Previously, sildenafil was shown to improve endometrial development (Sher and Fisch, 2000, 2002). However, the effect of using these vasodilator drugs in patients with inadequate endometrial growth, which is not due to intrinsic damage but due to the negative effect of clomiphene citrate treatment on the endometrial growth has not been established yet. Therefore, we examined the effects of the addition of tadalafil to the classic protocol of ovarian stimulation with clomiphene citrate. Tadalafil was selected because of its longer half-life compared to sildenafil, which may result in a more sustained effect with fewer side effects.

This investigation aimed to limit the confounding variables as much as possible by having each patient be her own control in alternating cycles and by not altering ovarian stimulation regardless of patient response. Furthermore, the patients were randomized in Group A or Group B with and without the PDE 5 inhibitor, respectively. Additionally the Doppler ultrasound measurement settings were the same for all patients, and the Doppler ultrasound measurements were made in the same manner without changing any of the ultrasound settings.

The results we obtained are in line with previous studies that showed that a higher follicular vascular flow provided a significant benefit to ovo-follicular reproductive competence (Lozano et al., 2007).

Out of the 30 patients included, 23 completed both cycles and were included in the analysis of the comparative variables. Additionally, three measurement time points were used: baseline (day 4), at which time similar characteristics should be found for both cycles, day 8, at which time the first noticeable differences between cycles A and B could be observed and day 10 at which time the effect of tadalafil before the end of ovarian stimulation could be observed.

With the addition of a phosphodiesterase PDE5 inhibitor, we found no effect on the pulsatility index at any of the 3 measurement time points. This was in contrast to the findings of other researchers (Sher and Fisch, 2002).
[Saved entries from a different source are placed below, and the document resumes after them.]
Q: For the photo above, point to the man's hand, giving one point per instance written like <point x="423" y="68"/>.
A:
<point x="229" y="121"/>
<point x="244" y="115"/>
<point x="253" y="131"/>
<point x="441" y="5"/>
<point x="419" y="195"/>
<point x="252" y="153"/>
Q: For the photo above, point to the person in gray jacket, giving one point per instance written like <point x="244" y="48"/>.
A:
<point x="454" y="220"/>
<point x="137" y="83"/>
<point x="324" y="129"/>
It is possible that the acute effect of drugs on the pulsatility index is more noticeable for fast and short-acting drugs such as sildenafil.
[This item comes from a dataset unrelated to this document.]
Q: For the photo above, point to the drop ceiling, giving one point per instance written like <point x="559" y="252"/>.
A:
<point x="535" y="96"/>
The resistance index was also not affected by tadalafil at baseline but a strong trend of a decrease in the resistance index with tadalafil was observed on day 8 of the cycle (P = 0.059), and gradually a remarkable decrease was observed on day 10 of the cycle (P = 0.017). These changes were less pronounced in other studies that used of short-acting agents.

An important finding of this study was the improvement in endometrial development with the addition of tadalafil to the clomiphene ovarian stimulation protocol. With tadalafil, notable increases in endometrial growth were observed on cycle days 8 (P < 0.0002) and 10 (P < 0.0002).
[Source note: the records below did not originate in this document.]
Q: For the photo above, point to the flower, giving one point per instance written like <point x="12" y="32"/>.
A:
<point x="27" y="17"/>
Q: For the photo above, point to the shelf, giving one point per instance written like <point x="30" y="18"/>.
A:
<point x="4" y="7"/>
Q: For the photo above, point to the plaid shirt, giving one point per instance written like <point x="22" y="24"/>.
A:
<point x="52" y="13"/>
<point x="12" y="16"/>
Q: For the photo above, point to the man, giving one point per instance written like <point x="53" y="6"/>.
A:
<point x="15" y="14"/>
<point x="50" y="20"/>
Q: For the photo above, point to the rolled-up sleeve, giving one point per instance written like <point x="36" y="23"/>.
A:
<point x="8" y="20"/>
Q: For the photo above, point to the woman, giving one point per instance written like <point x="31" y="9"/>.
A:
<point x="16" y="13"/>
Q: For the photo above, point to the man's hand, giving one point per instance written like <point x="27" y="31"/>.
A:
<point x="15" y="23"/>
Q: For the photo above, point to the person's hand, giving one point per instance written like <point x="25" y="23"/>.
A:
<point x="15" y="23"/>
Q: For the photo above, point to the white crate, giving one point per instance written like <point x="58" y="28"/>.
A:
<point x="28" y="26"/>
However, even though the speed of the follicular growth of the leading follicle was not affected by tadalafil, the production of estradiol tended to respond faster on day 8 for the cycle with tadalafil (P = 0.06) in conjunction with a progressive decrease in the resistance index, resulting in proper endometrial development and a rapid response of the healthy endometrium. Of note, follicular growth was adequate in both cycles and the difference in estradiol production between the two cycles disappeared on day 10 of the cycles.

Even when the preliminary design of this study did not include pregnancy outcome, 10 pregnancies were achieved for an overall pregnancy rate of 18.86% per cycle. Six pregnancies were achieved under clomiphene citrate alone (22.2%) and 4 pregnancies were achieved under tadalafil and clomiphene (15.3%).

A better endometrium thickness but a similar pregnancy rates was observed in this study when adding tadalafil to the stimulation protocol.

In the present study, we observed better endometrial growth in cycles with tadalafil compared to cycles with clomiphene citrate alone. We also found a progressive decrease in the resistance index in the uterine arteries without changes in follicular development in the cycles with tadalafil. No significant difference in pregnancy rate between the two groups could be observed in this small series of patients.